Comme cette ville étale ses rues droites et les rend si peu traversées de véhicules ou de passants, à la façon d’un flottement de fantôme. La mémoire de la campagne se perçoit dans cette architecture qui porte à une nostalgie du pli, du repli, du peu, du presque. Je n’ai rien de précis à y faire. Je n’ai pas à m’y situer socialement. J’y flotte entre plusieurs surfaces. Rien ne m’y est particulier. Je m’y fonds. J’y passe en illusion d’optique. Je n’ai pas le temps de m’ancrer que déjà le balancier est reparti. On dirait une vie artificielle dissociée, là père et ami, ici étudiant travailleur, vadrouilleur, découvreur, pas dézingueur. Je me laisse porter à flots, au bassin quasi sans bateaux.

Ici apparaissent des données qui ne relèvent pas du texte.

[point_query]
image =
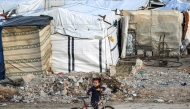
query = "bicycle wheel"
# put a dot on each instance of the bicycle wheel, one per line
(107, 107)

« Il faut cacher la profondeur à la surface », recommandait Hugo von Hoffmannstal. Ce serait cela le secret. La capacité de masquer ce qui point dans ce qui s’élude, apparaît joliment à l’œil, glisse dessus comme une caresse de pierre écrue, disparaît déjà dans le plan du souvenir, tête bêche, à la renverse. Ce serait le lieu des réinventions. L’atmosphère tient de la phénologie, se loge en bouche, colle au palais. On l’y cambre pour mieux surseoir. Je ne sais plus quand, je ne sais plus où. J’ai marché de nuit longuement dans les ruelles du vieux Toulouse voilà vingt ans. J’avais aussi la solitude à portée de main. Je marche de nuit dans les droites lignes de Bordeaux.
Est-ce ainsi que les hommes changent ? En reprenant le cours pli par pli, époque par époque ? Il est temps de dormir ; la ville, de la laisser aux mains du vent qui quadrille le territoire place son emprise le temps d’une dépression de passage. C’est un décor. Un trompe-l’œil. La réalité naîtra au réveil ; quand, de ce rêve marchant, je me serai sorti ; tout est infusé, presque alangui. Même le bruit compact saturé des groupes s’échinant dans une cave chilienne aux Capucins a basculé dans la ouate du jadis. Scène ouverte. Le nom est trouvé et s’affiche en lettres néons blanches au-dessus des silos à grains. Le rêve flotte palpable. Sans l’être elle-même, la ville dégage une sensation confuse. La cinquième saveur absente de nos cerveaux.